Das Spannmutterhalterungsteil 14 umfasst einen sich verjüngenden Teil 14A, der auf der Seite des oberen Endes an der Außenfläche des Spannzangenkörpers 11 gebildet ist, und einen eingreifenden, konkaven Teil 14B, der auf der Seite des Basisendes des sich verjüngenden Teils 14A gebildet ist und mit einem eingreifenden konvexen Teil 51 eines Spannzangenhalters 50 in Eingriff ist, was später im Detail beschrieben wird.

Das Wehrelement-Einfügeloch 15 ist im sich verjüngenden Teil 14A des Spannmutterhalterungsteils 14 gebildet, damit es mit dem Schlitz 12 verbunden ist, und das Wehrelement-Einfügeloch 15 erstreckt sich von der Außenfläche 11A des Spannzangenkörpers 11 in Richtung zu seiner Innenfläche 11B, d.h., dass es in der Radialrichtung des Spannzangenkörpers 11 offen ist. Dieses Wehrelement-Einfügeloch 15 ist offen und endet an einer Position, die von der inneren Oberfläche 11B des Spannzangenkörpers 11 in einer Richtung näher zur Außenfläche 11A des Spannzangenkörpers 11 ausgespart ist (das Wehrelement-Einfügeloch 15 erstreckt sich von der äußeren Oberfläche 11A, aber erreicht nicht die innere Oberfläche 11B).

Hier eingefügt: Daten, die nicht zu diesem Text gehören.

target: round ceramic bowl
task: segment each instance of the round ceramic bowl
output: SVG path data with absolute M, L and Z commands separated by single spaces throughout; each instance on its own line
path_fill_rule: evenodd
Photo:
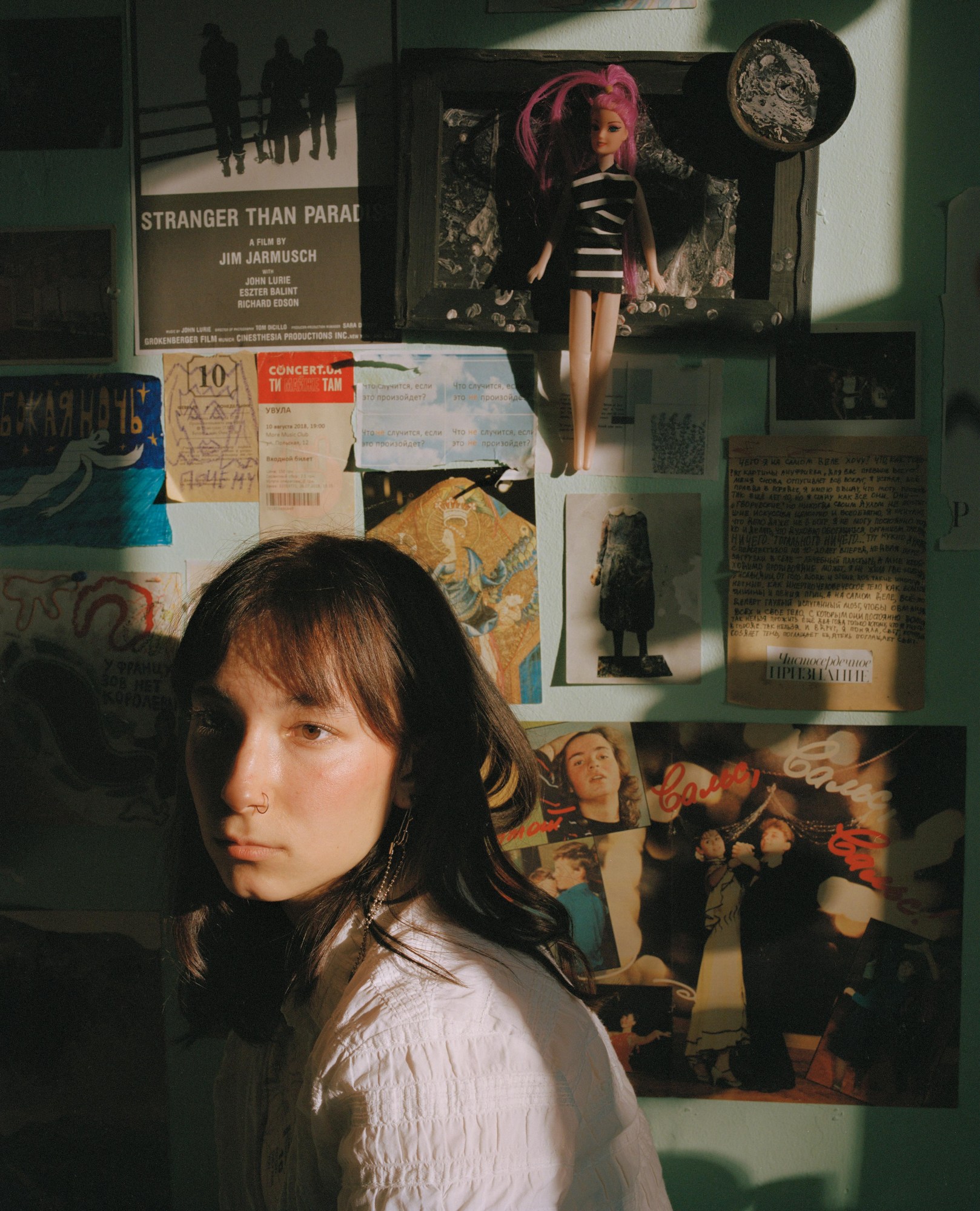
M 815 21 L 757 29 L 728 69 L 728 107 L 753 143 L 786 155 L 807 151 L 839 130 L 854 104 L 854 62 L 841 39 Z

Diese Struktur macht es möglich, einen Spalt S zu bilden, damit ein Kühlfluid durch ihn hindurch zwischen dem Wehrelement 16 und der inneren Oberfläche 11B des Spannzangenkörpers 11 durchströmt.

Das Wehrelement 16 ist von einem elastischen Element gebildet und hat eine im wesentlichen zylinderförmige Form, die zur Form des Wehrelement-Einfügelochs 15 komplementär ist. Dieses Wehrelement 16 erstreckt sich von der gleichen Höhe wie die der Außenseite 11A des Spannzangenkörpers 11 oder von einer Position, die leicht von der Außenfläche 11A hervorsteht, zur Unterseite des Wehrelement-Einfügelochs 15, wobei es das Kühlfluid daran hindert, aus der Außenfläche 11A des Spannzangenkörpers 11 herauszufließen. Außerdem ermöglicht die Existenz des Wehrelements 16, den Spalt S zu bilden, damit das Kühlfluid durch ihn hindurch zwischen der Innenfläche 11B des Spannzangenkörpers 11 und der Endfläche des Wehrelements 16 durchströmt, welche der inneren Oberfläche 11B des Spannzangenkörpers 11 zugewandt ist. Die Querschnittsfläche des Spaltes S in der Radialrichtung des Spannzangenkörpers 11 kann bestimmt werden, indem die Länge des Wehrelements 16 eingestellt wird, d.h. indem ein Abstand von der inneren Oberfläche 11B des Spannzangenkörpers 11 eingestellt wird. Infolgedessen ist es möglich, die Fließgeschwindigkeit des Kühlfluids einzustellen.

Genauer gesagt, beispielsweise, wenn das durch die Spannzange gehaltene Werkzeug einen im Verhältnis zum Außendurchmesser des Spannzangenkörpers 11 kleinen Durchmesser hat, erhöht sich die Dicke des Spannzangenkörpers 11, wobei die Querschnittsflächen der Schlitze 12 und 13 in der Radialrichtung vergrößert werden.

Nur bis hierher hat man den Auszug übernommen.